Maurizio Martina, deputy director-general of the United Nations Food and Agriculture Organization (FAO), warned that about 97 percent of Gaza’s groundwater is unfit for human consumption and agricultural production is falling.
A spokesman for UN Secretary-General Antonio Guterres also said Tuesday that aid was ready and waiting at the border.
“WFP colleagues also tell us that they have food supplies at the border with Gaza, and with certain conditions they would be able to scale up feeding up to 2.2 million people” across the Strip, Stephane Dujarric told media.
“Almost 1,000 trucks carrying 15,000 metric tons of food are in Egypt ready to move,” he said.
But the Israeli military is “systematically” blocking access to Gaza, said OCHA spokesman Jens Ralek in Geneva earlier Tuesday.

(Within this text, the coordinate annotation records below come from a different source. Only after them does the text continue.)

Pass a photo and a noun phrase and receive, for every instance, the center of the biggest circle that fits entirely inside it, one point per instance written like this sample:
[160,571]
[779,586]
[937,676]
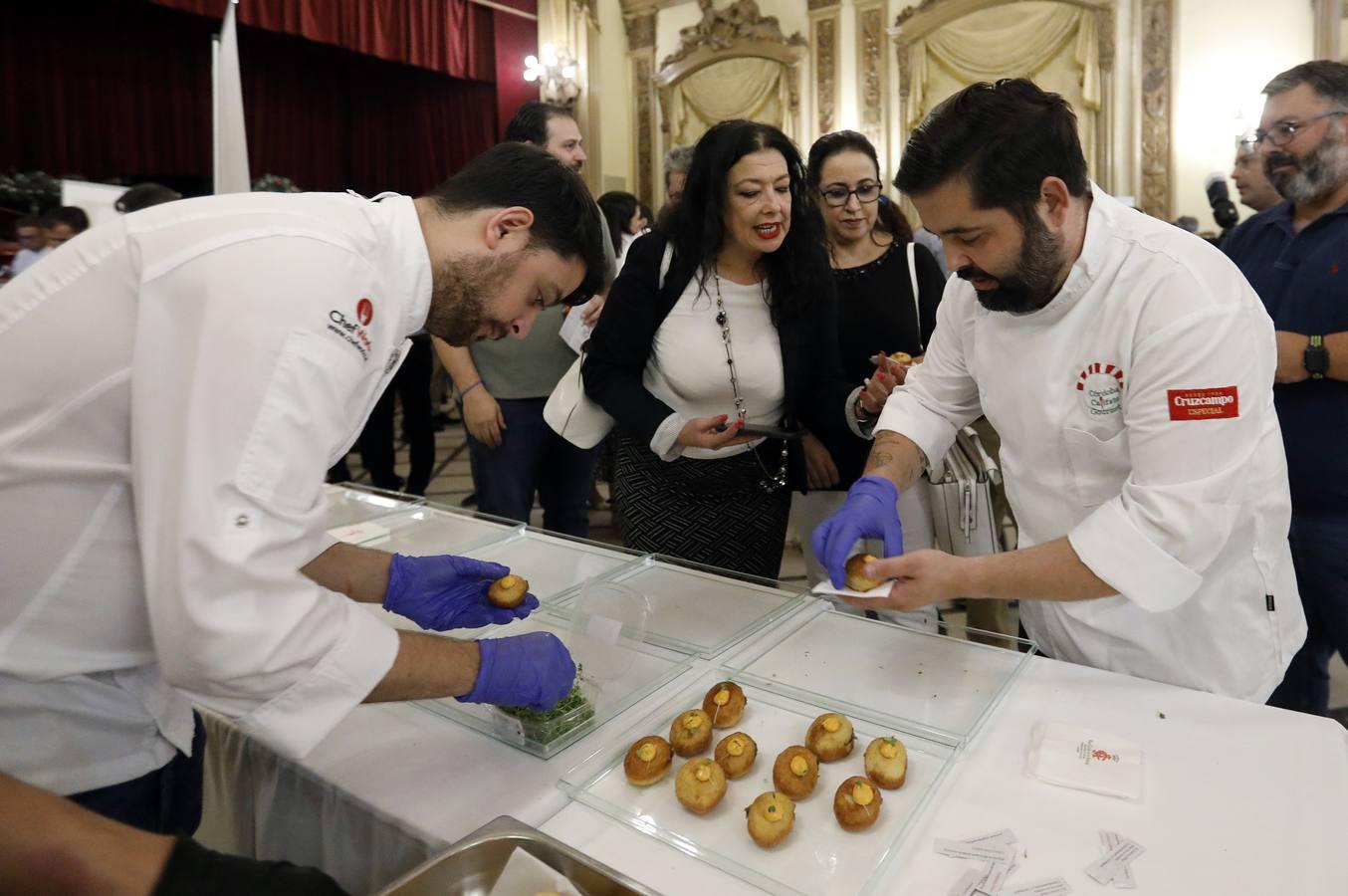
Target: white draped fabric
[738,88]
[1055,43]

In recent weeks, all planned aid convoys to the north have been rejected by Israeli authorities.
According to the World Health Organization, the last time people were allowed to enter the country was on January 23.
Meanwhile, UNRWA, the main UN aid agency in the Gaza Strip, said last week that it had “reached breaking point” as humanitarian needs increased due to aid freezes and Israeli pressure to dispose of bodies.
Other organizations told the 15-nation body that the Security Council must act.
“We must all double down and live up to our responsibilities to ensure it does not happen on our watch,” Skau said.